Mr Lynch and his family brought proceedings against AIB and two firms of solicitors — LK Shields and Matheson Ormsby Prentice — aimed at preventing the bank pursuing them over the €25m loan of February 2007.
The family claims they always understood the loan was non-recourse. AIB denies that claim and is counterclaiming for €25m judgment orders against the Lynchs’ and, in separate proceedings, against Mr Conlan. Both law firms deny negligence in how they dealt with matters related to the loan.
Mr Fennelly, who worked with Bank of Ireland for 20 years and was a “core” member of its credit committee, provided a witness statement at the request of LK Shields.
It was clear to him the Waterford loan was a recourse loan and he believed that should also have been clear to the average borrower, Mr Fennelly said.
An experienced borrower would know 100% funding for a land bank deal such as this was highly unlikely, he said.

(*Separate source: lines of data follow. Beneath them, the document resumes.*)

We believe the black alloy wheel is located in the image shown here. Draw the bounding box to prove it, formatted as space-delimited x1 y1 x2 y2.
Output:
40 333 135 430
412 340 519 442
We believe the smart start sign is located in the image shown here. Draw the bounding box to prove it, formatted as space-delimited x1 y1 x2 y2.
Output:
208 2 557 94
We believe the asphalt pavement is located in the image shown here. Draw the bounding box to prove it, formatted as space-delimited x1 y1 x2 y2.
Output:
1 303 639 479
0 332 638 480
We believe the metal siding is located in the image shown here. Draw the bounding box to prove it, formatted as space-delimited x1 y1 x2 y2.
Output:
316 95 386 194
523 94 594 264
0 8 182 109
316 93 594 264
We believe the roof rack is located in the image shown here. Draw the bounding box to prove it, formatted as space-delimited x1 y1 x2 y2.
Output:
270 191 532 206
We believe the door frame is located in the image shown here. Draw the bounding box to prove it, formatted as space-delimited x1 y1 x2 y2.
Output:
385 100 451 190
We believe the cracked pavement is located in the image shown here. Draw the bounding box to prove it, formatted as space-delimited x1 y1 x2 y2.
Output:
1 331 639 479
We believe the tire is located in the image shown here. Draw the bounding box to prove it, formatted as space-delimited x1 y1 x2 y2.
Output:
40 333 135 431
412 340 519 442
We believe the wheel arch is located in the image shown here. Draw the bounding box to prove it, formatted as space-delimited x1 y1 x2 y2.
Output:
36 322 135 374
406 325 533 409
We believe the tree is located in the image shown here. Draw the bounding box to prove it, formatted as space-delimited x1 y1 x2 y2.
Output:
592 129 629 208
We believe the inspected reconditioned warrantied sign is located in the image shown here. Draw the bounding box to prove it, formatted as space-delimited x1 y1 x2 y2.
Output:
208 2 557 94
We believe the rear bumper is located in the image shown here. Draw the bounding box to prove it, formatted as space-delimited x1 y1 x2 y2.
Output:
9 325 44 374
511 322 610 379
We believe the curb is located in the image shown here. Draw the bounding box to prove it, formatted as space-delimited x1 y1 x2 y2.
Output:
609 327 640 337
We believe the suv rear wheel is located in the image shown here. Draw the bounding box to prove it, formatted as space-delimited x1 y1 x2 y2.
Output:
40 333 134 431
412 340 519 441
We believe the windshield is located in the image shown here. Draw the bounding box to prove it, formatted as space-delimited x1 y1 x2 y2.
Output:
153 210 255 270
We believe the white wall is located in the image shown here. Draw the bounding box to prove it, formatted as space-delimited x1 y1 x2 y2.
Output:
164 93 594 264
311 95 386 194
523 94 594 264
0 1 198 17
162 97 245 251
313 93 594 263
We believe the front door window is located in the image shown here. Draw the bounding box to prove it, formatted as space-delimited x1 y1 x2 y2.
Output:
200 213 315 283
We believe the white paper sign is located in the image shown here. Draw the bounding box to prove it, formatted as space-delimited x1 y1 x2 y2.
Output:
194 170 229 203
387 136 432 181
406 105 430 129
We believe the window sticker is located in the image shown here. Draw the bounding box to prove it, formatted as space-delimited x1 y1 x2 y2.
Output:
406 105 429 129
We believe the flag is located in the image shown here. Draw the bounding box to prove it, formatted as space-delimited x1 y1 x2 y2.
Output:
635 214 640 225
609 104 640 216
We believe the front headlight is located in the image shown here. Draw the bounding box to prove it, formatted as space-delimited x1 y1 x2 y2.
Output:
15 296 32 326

Irish banks were reluctant in 2007 to provide non-recourse loans, particularly for highly speculative land bank deals, and non-recourse lending was almost exclusively limited to investment property transactions, he added.
Mr Fennelly said there was no way he would have approved the loan to Mr Conlan alone if Mr Lynch pulled out of the deal and nor did he believe AIB would have approved the loan in such circumstances.
AIB’s approach when dealing with the loan facility, including the fact it inserted and then deleted a clause providing for recourse to Mr Lynch and Mr Conlan, “did not help” matters, he added.
Cross-examined by Brian O’Moore, counsel for the Lynchs, he agreed he was aware of emails from solicitors stating the loan was recourse to land only.
If AIB had adhered to specific advice from its solicitors as to how the loan facility should have been handled, there would have been “no absence of clarity,” Mr Fennelly agreed.
In his view, a non-recourse loan facility was “never on offer”.